Robert Kagan's celebrated analysis of the widening Atlantic is half right. But, as the split over Iraq shows, Europe is a diverse place and wields power in other ways.by Timothy Garton-Ash / March 20, 2003 / Leave a comment
Anti-Americanism has reached a fevered intensity, Robert Kagan reported from Europe recently in the Washington Post. In London one finds Britain’s finest minds propounding, in sophisticated language and melodious Oxbridge accents, the conspiracy theories of Pat Buchanan concerning the ‘neoconservative’ (read: Jewish) hijacking of US foreign policy. Britain’s most gifted scholars sift through American writings about Europe searching for signs of derogatory sexual imagery.
The last sentence must be a reference to a recent essay I wrote in the New York Review of Books. Well, thanks for the compliment but no thanks for the implication. If I’m anti-American, then Robert Kagan is a Belgian. Since he and I have never met or conversed in accents melodious or otherwise, I take it that the earlier sentence cannot refer to me; but whoever it does refer to, its innuendo is even more disturbing. That two-word parenthesis ‘neoconservative’ (read: Jewish) can only be taken to imply that this criticism of ‘neoconservative’ views has, at the least, antisemitic overtones. That is a serious charge, which should be substantiated or withdrawn. It illustrates once again how American reports of European anti-Americanism get mixed up with claims, impossible to prove or refute, of antisemitic motivation. I am disturbed to find a writer as sophisticated and knowledgeable as Robert Kagan using such innuendo.

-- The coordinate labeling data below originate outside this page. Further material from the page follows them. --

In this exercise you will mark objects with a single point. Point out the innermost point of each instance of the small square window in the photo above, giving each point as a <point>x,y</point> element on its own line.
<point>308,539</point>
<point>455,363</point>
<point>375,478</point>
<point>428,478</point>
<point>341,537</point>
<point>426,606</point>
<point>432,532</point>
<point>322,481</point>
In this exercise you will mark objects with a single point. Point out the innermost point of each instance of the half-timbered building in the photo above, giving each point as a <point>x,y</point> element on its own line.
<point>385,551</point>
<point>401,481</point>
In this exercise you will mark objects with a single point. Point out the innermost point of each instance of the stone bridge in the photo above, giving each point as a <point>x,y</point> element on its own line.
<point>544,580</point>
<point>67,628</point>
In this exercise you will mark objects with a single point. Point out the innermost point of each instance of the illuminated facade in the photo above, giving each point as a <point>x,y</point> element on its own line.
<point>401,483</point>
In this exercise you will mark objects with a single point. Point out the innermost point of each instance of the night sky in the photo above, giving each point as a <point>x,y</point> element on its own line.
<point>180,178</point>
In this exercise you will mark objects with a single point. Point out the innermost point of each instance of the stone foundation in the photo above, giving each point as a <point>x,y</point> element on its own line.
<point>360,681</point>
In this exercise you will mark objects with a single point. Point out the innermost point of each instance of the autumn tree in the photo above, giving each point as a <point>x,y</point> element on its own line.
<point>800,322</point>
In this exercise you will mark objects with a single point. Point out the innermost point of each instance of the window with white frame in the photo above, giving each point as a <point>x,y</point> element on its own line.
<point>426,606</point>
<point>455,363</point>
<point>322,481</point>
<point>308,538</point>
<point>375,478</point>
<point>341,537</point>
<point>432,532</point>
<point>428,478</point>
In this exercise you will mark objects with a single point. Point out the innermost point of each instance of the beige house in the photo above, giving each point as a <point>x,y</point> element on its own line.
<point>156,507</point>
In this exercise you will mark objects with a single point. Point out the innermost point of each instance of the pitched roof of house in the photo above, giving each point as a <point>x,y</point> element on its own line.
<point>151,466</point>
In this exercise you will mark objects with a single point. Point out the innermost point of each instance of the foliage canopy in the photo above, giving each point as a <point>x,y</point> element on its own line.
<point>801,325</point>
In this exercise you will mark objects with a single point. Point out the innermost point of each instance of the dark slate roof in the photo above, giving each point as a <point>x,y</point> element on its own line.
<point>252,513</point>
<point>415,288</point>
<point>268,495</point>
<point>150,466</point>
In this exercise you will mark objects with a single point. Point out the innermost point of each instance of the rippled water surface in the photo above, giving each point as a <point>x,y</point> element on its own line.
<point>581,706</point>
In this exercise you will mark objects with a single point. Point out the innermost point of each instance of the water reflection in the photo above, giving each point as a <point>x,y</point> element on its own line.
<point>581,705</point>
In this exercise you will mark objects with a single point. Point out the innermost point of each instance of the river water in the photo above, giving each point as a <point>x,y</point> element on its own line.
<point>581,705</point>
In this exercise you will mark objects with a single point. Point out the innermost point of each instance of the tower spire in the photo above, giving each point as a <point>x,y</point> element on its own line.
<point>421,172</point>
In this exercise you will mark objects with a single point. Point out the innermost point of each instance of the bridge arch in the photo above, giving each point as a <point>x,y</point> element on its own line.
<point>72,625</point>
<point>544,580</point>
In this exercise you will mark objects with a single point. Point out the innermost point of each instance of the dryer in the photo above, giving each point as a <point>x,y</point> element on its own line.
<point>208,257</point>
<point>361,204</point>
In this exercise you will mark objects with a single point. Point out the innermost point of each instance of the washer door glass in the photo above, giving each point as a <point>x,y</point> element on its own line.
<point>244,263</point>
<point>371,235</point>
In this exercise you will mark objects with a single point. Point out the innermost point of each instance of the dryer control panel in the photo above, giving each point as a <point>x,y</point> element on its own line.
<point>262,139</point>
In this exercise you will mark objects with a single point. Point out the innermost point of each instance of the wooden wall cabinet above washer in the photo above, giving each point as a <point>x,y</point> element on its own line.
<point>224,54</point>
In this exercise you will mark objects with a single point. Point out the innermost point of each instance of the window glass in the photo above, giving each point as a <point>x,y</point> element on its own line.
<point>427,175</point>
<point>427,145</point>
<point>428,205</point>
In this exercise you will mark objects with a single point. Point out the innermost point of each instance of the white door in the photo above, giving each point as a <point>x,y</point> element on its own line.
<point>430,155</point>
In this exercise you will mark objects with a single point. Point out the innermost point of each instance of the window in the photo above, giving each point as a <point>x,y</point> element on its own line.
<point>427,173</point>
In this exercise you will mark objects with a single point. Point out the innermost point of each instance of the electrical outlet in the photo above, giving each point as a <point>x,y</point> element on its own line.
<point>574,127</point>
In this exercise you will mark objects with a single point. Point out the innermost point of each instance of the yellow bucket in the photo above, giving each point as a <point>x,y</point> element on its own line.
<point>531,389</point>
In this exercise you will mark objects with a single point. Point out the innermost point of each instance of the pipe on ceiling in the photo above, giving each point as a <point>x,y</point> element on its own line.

So far as ‘sexual imagery’ is concerned, Kagan seems to have taken offence at a passage in which, discussing the mutual stereotypes of America vs Europe (bullying cowboys vs limp-wristed pansies) I refer to his now famous sentence Americans are from Mars and Europeans are from Venus, as in ‘men are from Mars and women are from Venus.’ Or perhaps he was irked to find his work discussed under the headline ‘Anti-Europeanism in America.’
So let us start with a necessary clarification: Robert Kagan is no more anti-European than I am anti-American. In his brilliant ‘Policy Review’ article (reprinted in last August’s Prospect), now expanded into a small book, ‘Paradise and Power’ (Atlantic Books), he gives one of the most penetrating and influential accounts of European-American relations in recent years. It is not yet quite in the Fukuyama ‘End of History ‘and Huntington ‘Clash of Civilisations’ class for impact both of them journal articles later turned into books but it is heading that way. One reason it has had such an impact is his talent for bold generalisation and provocative overstatement.